The jaw-dropping number initially reported for the LA Lakers’ new TV deal with Time Warner Cable was $3 billion (a figure disputed by the cable giant), but according to the OC Register, team owner Dr. Jerry Buss and co. could be in line for up to $5 billion from the deal: “That $5 billion is over 25 years – or it’ll be merely $4 billion over 20 years if the future option isn’t exercised. It has been widely and wrongly reported as less. Let’s pause and appreciate how much money one club, starting next season, will get per year all to itself just from local TV: $200 million … when Forbes values the entire Milwaukee Bucks franchise at $258 million. It leads to a very good question: whether the NBA’s new supposedly prohibitive luxury-tax penalties to start in 2013 are really going to stop the Lakers from continuing to throw money at their problems – because they’ve solved a lot of them very well that way without having this new billionaire boys’ club.
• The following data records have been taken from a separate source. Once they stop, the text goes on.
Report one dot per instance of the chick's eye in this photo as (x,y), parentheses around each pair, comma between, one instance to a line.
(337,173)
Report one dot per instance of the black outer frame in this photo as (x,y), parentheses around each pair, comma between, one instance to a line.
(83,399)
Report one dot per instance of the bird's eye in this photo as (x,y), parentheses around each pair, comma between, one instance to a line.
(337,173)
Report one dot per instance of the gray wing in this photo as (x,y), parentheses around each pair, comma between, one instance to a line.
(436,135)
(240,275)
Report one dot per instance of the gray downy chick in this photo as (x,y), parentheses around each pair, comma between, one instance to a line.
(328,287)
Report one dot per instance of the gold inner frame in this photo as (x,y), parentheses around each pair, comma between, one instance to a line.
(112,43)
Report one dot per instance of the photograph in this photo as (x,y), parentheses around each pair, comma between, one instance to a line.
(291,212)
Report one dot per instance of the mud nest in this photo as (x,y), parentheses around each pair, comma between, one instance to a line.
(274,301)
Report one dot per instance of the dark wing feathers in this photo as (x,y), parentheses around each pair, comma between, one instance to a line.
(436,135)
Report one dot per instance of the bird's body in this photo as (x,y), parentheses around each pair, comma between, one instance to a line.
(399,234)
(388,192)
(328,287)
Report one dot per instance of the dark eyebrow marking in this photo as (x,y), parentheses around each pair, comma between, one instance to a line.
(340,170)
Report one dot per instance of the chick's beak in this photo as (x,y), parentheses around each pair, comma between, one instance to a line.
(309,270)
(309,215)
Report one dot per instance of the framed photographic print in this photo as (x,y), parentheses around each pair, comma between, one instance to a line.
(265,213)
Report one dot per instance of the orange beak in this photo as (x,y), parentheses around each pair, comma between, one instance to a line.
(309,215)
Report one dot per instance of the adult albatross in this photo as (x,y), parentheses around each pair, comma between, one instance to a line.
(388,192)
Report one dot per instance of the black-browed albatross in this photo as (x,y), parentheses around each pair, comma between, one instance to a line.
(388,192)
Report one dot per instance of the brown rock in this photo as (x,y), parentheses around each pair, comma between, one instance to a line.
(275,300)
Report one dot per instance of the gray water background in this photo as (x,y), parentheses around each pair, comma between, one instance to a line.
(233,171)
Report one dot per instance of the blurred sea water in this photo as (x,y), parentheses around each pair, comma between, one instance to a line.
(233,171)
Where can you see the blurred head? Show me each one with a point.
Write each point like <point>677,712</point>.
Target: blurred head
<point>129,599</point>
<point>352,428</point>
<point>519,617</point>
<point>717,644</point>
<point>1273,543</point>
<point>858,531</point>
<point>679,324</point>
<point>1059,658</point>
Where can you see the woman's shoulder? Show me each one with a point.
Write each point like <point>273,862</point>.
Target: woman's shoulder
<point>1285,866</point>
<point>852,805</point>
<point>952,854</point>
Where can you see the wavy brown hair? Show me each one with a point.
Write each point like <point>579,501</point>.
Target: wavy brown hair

Well, there is a little thing called revenue sharing that has largely been forgotten while the players and owners have been arm-wrestling. The terms haven’t been hammered out by the owners yet, but it is understood the large-market handouts are increasing … exponentially. And those new penalties are plenty severe – particularly the extra dollar charged if a club is a taxpayer four out of five years. The Lakers’ 2010-11 $20 million tax bill would swell to $45 million under the new rules. Add the extra dollar as a regular taxpayer, and to field the sort of team the Lakers just did, you’re looking at writing a $65 million check – for a lot of nothing in return when you get swept in the second round. If you can win a championship and maintain the cachet that the Lakers’ brand holds, though, maybe it can be worth it. That’s a call the Lakers will have to make – or more accurately, hope they get to make – in the future.”